Just after 7 p.m., he stepped on the mound and put on the best Opening Day show this Coliseum crowd has seen in years. Fueled by superb defense behind him and chants of "Sonny! Sonny!" around him, Gray did not allow a hit through the first seven innings and was only struck for one in eight total frames in the A's 8-0 victory over the Rangers.
"Right after the first inning, the way he came out and just attacked guys and the way his ball was moving and hitting his spots, you knew he was on," said catcher Stephen Vogt, who aided the cause with a three-run homer. "By the fourth or fifth, I was thinking, 'He could do this with how good his stuff is.' I really thought he was going to do it. The only thing that worried me was that they wouldn't let him go out for the ninth regardless."

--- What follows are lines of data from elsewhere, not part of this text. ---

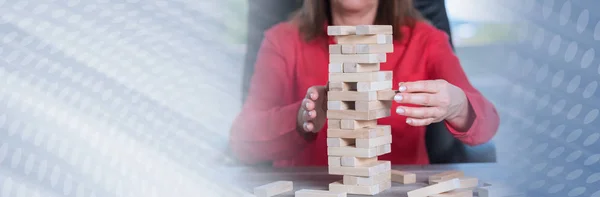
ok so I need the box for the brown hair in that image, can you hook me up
[291,0,424,41]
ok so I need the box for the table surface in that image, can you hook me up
[219,163,525,197]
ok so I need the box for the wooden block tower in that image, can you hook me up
[326,25,396,195]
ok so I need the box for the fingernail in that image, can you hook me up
[305,102,310,108]
[309,93,314,99]
[396,107,404,114]
[308,111,313,116]
[406,119,412,124]
[399,86,407,92]
[394,94,403,102]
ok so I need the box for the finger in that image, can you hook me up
[405,118,436,126]
[302,110,316,122]
[396,106,442,119]
[394,93,438,106]
[398,80,441,93]
[306,87,320,100]
[302,98,316,111]
[303,122,314,132]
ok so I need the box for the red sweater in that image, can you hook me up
[230,21,499,167]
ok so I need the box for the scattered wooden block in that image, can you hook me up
[430,189,473,197]
[355,100,392,112]
[390,170,416,184]
[327,144,391,157]
[328,91,378,101]
[335,34,393,44]
[327,108,390,120]
[330,53,386,63]
[458,177,478,189]
[341,45,355,54]
[329,44,342,54]
[327,138,356,147]
[253,181,293,197]
[377,89,398,100]
[328,26,356,36]
[329,63,344,73]
[340,119,377,130]
[355,44,394,54]
[429,171,465,184]
[329,71,392,82]
[341,156,378,167]
[327,125,391,139]
[343,171,391,186]
[355,134,392,148]
[328,156,342,167]
[328,119,341,129]
[329,180,390,196]
[356,25,393,35]
[406,178,461,197]
[295,189,347,197]
[477,186,523,197]
[329,161,391,177]
[343,63,380,73]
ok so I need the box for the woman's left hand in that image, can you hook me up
[394,79,470,127]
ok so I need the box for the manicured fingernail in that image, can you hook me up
[396,107,404,114]
[406,119,412,124]
[308,111,313,116]
[399,86,407,92]
[394,94,403,102]
[309,93,314,99]
[305,102,310,108]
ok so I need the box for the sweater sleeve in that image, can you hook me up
[426,30,500,146]
[229,27,312,164]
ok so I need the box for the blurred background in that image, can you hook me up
[0,0,598,197]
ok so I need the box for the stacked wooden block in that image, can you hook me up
[325,25,397,196]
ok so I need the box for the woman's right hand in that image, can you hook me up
[297,85,328,133]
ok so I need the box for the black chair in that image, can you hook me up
[240,0,496,164]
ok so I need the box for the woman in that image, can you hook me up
[229,0,499,167]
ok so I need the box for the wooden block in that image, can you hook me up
[377,89,397,100]
[327,108,390,120]
[328,119,341,129]
[329,71,392,82]
[341,44,355,54]
[341,156,377,167]
[477,186,523,197]
[391,170,416,184]
[329,161,390,176]
[340,119,377,130]
[355,100,392,112]
[328,156,341,167]
[327,144,391,158]
[329,81,351,91]
[329,180,390,196]
[327,91,377,101]
[327,125,391,139]
[355,44,394,54]
[327,138,356,147]
[343,171,391,186]
[329,44,342,54]
[253,181,293,197]
[356,81,392,92]
[328,26,356,36]
[335,34,392,44]
[330,54,386,63]
[429,171,464,184]
[327,101,354,110]
[295,189,347,197]
[356,134,392,148]
[329,63,344,73]
[356,25,393,35]
[430,189,473,197]
[343,63,380,73]
[406,179,461,197]
[458,177,478,189]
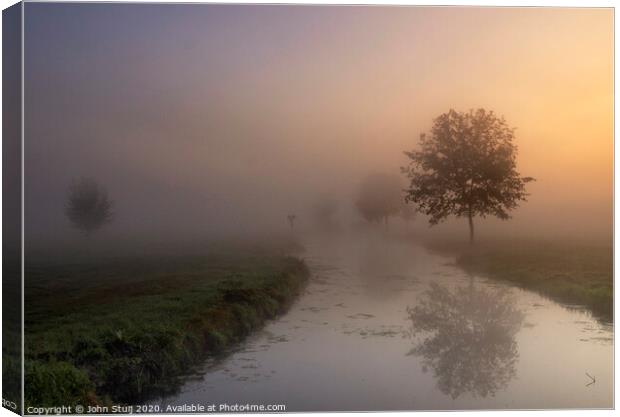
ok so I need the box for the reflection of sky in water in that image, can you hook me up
[153,234,613,411]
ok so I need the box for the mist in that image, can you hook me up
[23,4,612,247]
[12,4,615,411]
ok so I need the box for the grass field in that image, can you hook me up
[426,239,612,322]
[23,242,309,407]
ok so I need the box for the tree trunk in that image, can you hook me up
[468,213,474,244]
[384,215,388,228]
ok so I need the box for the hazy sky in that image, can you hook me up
[23,4,613,242]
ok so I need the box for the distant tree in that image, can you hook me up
[65,177,113,237]
[313,196,339,232]
[402,109,534,243]
[400,202,416,225]
[287,214,297,229]
[356,173,403,226]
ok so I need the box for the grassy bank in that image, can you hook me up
[23,243,309,408]
[427,239,612,322]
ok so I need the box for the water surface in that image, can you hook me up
[156,235,613,411]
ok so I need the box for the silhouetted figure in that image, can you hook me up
[402,108,534,243]
[407,281,524,399]
[65,177,113,237]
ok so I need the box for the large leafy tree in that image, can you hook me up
[402,109,534,243]
[65,177,113,237]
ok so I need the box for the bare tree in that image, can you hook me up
[355,173,403,227]
[402,109,534,243]
[65,177,113,237]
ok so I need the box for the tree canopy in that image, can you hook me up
[402,109,534,242]
[356,173,403,225]
[313,196,339,232]
[65,177,113,237]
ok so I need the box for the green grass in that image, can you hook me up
[426,239,612,322]
[22,243,309,408]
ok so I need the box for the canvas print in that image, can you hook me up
[2,2,614,414]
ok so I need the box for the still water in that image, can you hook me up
[156,235,613,411]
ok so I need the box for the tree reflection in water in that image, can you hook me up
[407,281,524,399]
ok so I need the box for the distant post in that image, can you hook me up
[287,214,297,229]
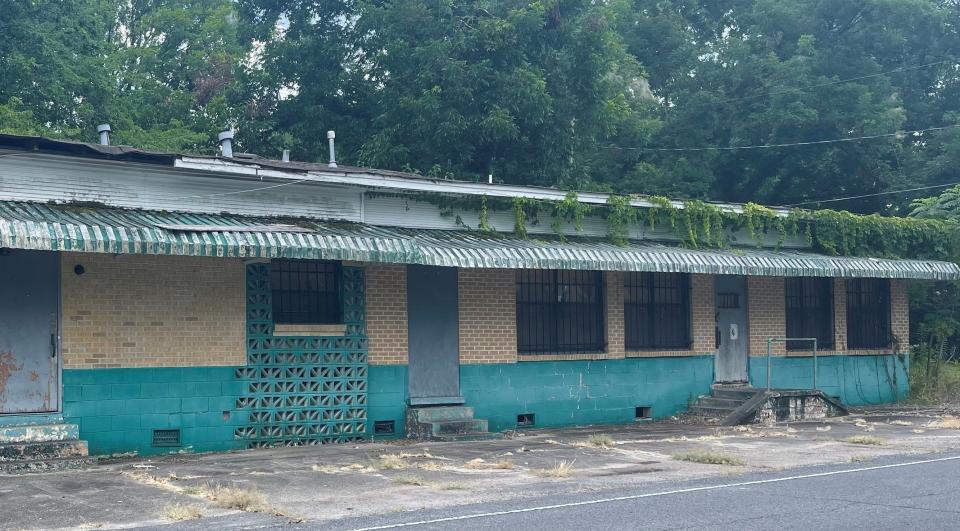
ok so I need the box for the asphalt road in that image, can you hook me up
[146,452,960,531]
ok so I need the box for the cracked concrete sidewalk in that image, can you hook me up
[4,407,960,530]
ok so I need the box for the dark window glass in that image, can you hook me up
[785,278,834,350]
[624,273,691,350]
[270,260,342,324]
[516,270,604,354]
[846,278,891,349]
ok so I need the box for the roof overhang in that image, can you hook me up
[1,201,957,280]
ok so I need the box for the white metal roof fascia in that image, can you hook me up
[174,156,787,216]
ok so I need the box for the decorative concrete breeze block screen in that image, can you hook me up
[234,264,368,447]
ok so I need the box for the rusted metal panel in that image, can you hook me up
[0,249,59,414]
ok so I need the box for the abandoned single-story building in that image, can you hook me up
[0,130,957,458]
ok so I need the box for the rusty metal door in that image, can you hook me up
[0,250,59,413]
[714,275,748,383]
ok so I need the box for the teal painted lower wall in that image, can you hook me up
[61,353,908,455]
[62,367,247,456]
[368,356,716,434]
[747,354,909,406]
[462,357,715,431]
[368,365,409,438]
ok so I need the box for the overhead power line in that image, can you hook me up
[784,182,960,207]
[609,123,960,152]
[716,58,956,105]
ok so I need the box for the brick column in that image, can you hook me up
[605,272,625,358]
[833,278,847,352]
[365,264,409,365]
[891,279,909,351]
[748,276,786,355]
[691,274,715,353]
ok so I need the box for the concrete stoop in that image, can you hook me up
[690,387,848,426]
[0,421,93,474]
[405,406,501,441]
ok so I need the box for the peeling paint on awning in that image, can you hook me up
[1,201,957,280]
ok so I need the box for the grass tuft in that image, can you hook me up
[203,484,268,512]
[673,451,746,466]
[162,504,203,521]
[532,460,575,478]
[586,434,615,448]
[844,435,884,446]
[849,455,871,463]
[393,475,427,486]
[373,454,409,470]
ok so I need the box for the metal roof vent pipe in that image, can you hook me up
[282,149,290,162]
[218,130,234,158]
[327,130,337,168]
[97,124,111,146]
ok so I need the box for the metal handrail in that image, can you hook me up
[765,337,818,391]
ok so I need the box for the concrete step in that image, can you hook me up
[0,423,80,444]
[428,419,489,437]
[711,387,761,400]
[408,406,475,423]
[430,432,503,442]
[688,406,738,417]
[696,397,747,410]
[0,456,96,474]
[0,439,89,462]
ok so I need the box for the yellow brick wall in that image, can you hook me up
[459,268,518,364]
[748,276,786,355]
[891,279,910,352]
[833,277,848,352]
[365,264,409,365]
[60,252,246,368]
[605,272,626,358]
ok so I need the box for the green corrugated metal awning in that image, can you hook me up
[1,201,958,280]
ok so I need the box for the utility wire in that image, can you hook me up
[784,182,960,207]
[608,123,960,152]
[715,58,956,105]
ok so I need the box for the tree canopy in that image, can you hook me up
[2,0,960,212]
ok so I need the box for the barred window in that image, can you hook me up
[270,260,342,324]
[624,273,691,350]
[516,270,605,354]
[846,278,891,349]
[785,278,834,350]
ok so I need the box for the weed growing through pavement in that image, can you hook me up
[673,451,746,466]
[532,460,575,478]
[844,435,884,446]
[162,504,203,521]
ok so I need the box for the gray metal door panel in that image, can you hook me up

"It was weighing on me a bit, and I certainly wanted him to get a no-hitter," said manager Bob Melvin, "but it was a little bit of a relief I didn't have to decide."
It was a leadoff single off the bat of Ryan Rua in the eighth inning that interfered with history. In no way did it spoil Gray's night, though.
The 25-year-old Gray, who walked one and fanned three in his second consecutive Opening Night start, dazzled under the bright lights, commanding and changing speeds with his fastball and sprinkling in just the right amount of breaking balls and changeups.
"No matter what I put down," said Vogt, "he was going to execute it."
"I was throwing the fastball 95 [mph], I was throwing it 90, I was throwing it 88," said Gray. "I was able to do that really well today. We just kept going with that."
As he was nursing his no-hit bid, Gray kept with routine and chatted up Melvin in the dugout between innings, as he usually likes to do. The topic on this night? Walk-up music.
"[He was asking], 'Did you hear my walk-up song? Did you like my walk-up song?' In the past I've given him some ideas for walk-up songs," said Melvin. "He's not the type that sits in the corner. He's walking up to me in between innings and talking about songs, and I'm like, 'Get away from me. Nobody wants to talk to you right now.' But that's how he keeps himself loose. It's just who he is.
"I said all along, he's made for this, and he showed us why."